El mensaje es directo: Brasil busca convertirse en el primer país del bloque en ratificar formalmente el tratado, habilitando así un escenario de aplicación progresiva, aun cuando en la Unión Europea el proceso siga trabado por objeciones judiciales y políticas.
Europa duda, pero el acuerdo sigue en pie
Del lado europeo, el camino no está despejado. El Parlamento Europeo resolvió frenar momentáneamente la ratificación hasta que se expida el Tribunal de Justicia de la UE, en un contexto de fuerte presión de sectores agrícolas —particularmente en Francia, Irlanda y Bélgica— que temen una mayor competencia de productos sudamericanos.
Sin embargo, desde el Consejo Europeo y la Comisión Europea no se descarta la aplicación provisional del acuerdo una vez que alguno de los países del Mercosur complete su ratificación, lo que refuerza la relevancia del movimiento brasileño.
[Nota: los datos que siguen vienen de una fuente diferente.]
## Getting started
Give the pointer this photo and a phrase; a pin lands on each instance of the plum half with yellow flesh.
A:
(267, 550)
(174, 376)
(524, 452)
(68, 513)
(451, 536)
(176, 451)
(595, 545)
Argentina: el tema vuelve al Congreso y a las provincias

En la Argentina, el presidente Javier Milei incluyó el tratamiento del Acuerdo Mercosur–Unión Europea dentro del temario de las sesiones extraordinarias del Congreso Nacional. Para el Gobierno, el tratado representa una pieza clave de su estrategia de apertura comercial e inserción internacional.
“El mayor logro del Mercosur desde su creación”, definió el propio mandatario, remarcando su potencial para integrar a la Argentina a uno de los mercados más grandes y exigentes del mundo.
Economistas como Claudio Zuchovicki advierten, sin embargo, que se trata de una “arma de doble filo”: abre oportunidades para quienes estén preparados para competir, pero expone debilidades estructurales de sectores que arrastran problemas de costos, escala y productividad. En la misma línea, desde Industriales Pymes Argentinos (IPA), Daniel Rosato alertó que sin una estrategia de fortalecimiento previo, muchas pequeñas y medianas empresas podrían quedar en desventaja.
Un debate que también involucra a Misiones
Más allá del debate nacional, el avance del acuerdo anticipa discusiones que inevitablemente llegarán a las provincias y a sus legislaturas. En Misiones, con una economía fuertemente ligada a producciones regionales como la yerba mate, el té, la forestoindustria y el tabaco, el Mercosur–Unión Europea plantea una pregunta central: ¿estamos preparados para competir en mercados de altos estándares?
El acuerdo no garantiza beneficios automáticos. Abre puertas, pero también exige una profunda revisión de políticas productivas, logísticas, sanitarias y fiscales. La experiencia europea muestra que la resistencia no surge solo del proteccionismo, sino del temor a perder competitividad frente a regiones que producen con menores costos estructurales.
En el centro de la agenda
El envío del tratado al Congreso brasileño vuelve a poner al Acuerdo Mercosur–Unión Europea en el centro de la agenda política y económica. No como una promesa abstracta, sino como una decisión concreta que obliga a pensar el desarrollo, la competitividad y el rol del Estado en un mundo cada vez más integrado.
Para la Argentina —y para Misiones en particular— el debate recién empieza. Sostenerlo vivo, con información, sin consignas fáciles y con mirada estratégica, será clave para que el acuerdo no sea solo una firma histórica, sino una verdadera oportunidad de transformación.